Внутри белого ужаса

Татьяна Грахова
          Когда Вы на грани, оживает то, чего Вы больше
                всего боитесь. Не верьте бреду, он пройдёт, не
                сдавайтесь, боритесь за жизнь изо всех сил!

Боронец-трава, крапивушка,
Одолей заразу лютую,
Чтоб росла в народе силушка
С каждым часом и минутою.

Огради от злобы немощных,
Подлецы чтоб не куражились,
За порог в мечтаньях всЕночных,
И  шагнуть, чтоб не отважились!
 
 

"Я ЛИ ЭТО?" - звучал колокольчиком нежный женский голос, и изумительно  красивое  существо в белых одеждах начинало плавно двигаться в любом направлении, независимо от силы гравитации.
  "И чего спрашивает? - удивлялась Танька - будто сама не  знает."
Она уже ненавидела и этот голос и его хозяйку.
Стена сжимала крепко всё тело на высоте третьего уровня, шёлковые  петли стягивали руки, какая-то трубка впивалась в глотку, не позволяя говорить, а за идеально ровной кладкой из мутных стеклянных кирпичиков  серел хмурый день, и не то море шумело, не то ветер подвывал жалобно.
Безнадёга…  Угораздило же вляпаться! И как это получилось?
Но память молчала, предоставляя возможность решать самой два извечных русских вопроса, "кто виноват" и "что делать".
Иногда появлялся ОН, чернокудрый, синеокий мужчина с тросточкой.
Смотрел с интересом:
- Что, не сдаётся?
- Нет.
- Почему?
- У неё есть смысл жить.
- Но это же мучительно?
- Да.
- Тогда зачем?
- Не понимаю.
Этот странный диалог длился изо дня в день на одной ноте, а несвобода становилась всё жёстче.  Сопротивление каралось жестоко.  Танька строптивой кобылой закусывала трубку, так, что кровавая пена вскипала в углах рта, и делала всё наперекор, расплачиваясь болью.
Наступил час, когда ИМ надоело ждать, и рука судьбы была повёрнута большим пальцем вниз.  Запахло резедой. Танька поняла, что приплёлся-таки северный зверёк по её душу.  Но время было потрачено не зря: она хорошо изучила характеры своих мучителей.
С женщиной разговаривать бесполезно: она слишком умна и зла, а вот у мужчины основополагающей чертой характера являлась жадность, этим стоило попробовать воспользоваться.
 Танька с усилием повернула свой большой палец вверх и кричала мысленно:"Выкуп, предлагаю денежный выкуп!
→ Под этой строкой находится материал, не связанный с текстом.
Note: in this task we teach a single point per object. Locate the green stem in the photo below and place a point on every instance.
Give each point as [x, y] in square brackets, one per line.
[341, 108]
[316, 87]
С ним ты можешь жить припеваючи."
 Глаза мужчины заинтересованно блеснули, запах резеды сник где-то в углу, и только после этого стал слышен истинный голос белого "ангела", баба визжала пронзительно и скандально, подобно обычной торговке семечками на базаре.
Дурак хромоногий! Эта русская сука обвела тебя вокруг пальца, она хитра, как бестия. Ишь, гладкая какая, бока нажрала, только породу портит, нельзя таких оставлять, иначе они уничтожат нас, высшую расу!
 Это ты высшая? Не смеши меня, подстилка. Нам её всё равно не сломать обычными методами. Не баба, а золота кусок, упорная, живучая. Эх, получить бы её силу!  Надо придумать что-то поинтереснее… Говоришь, что смысл есть у неё?..     А если…
Белое пространство отступило, но легче не стало. Всё те же петли, плен, сводящая с ума жажда и прозрачные боксы интенсивной терапии.
  Там кипит своя, хорошо знакомая жизнь. Не зря же столько лет оттарабанила в больнице. Ну, хоть понятно, с чем имеешь дело.
Вдалеке блеснули  синие глаза…
Сердце, пропустив удар, замерло. Противостояние продолжалось.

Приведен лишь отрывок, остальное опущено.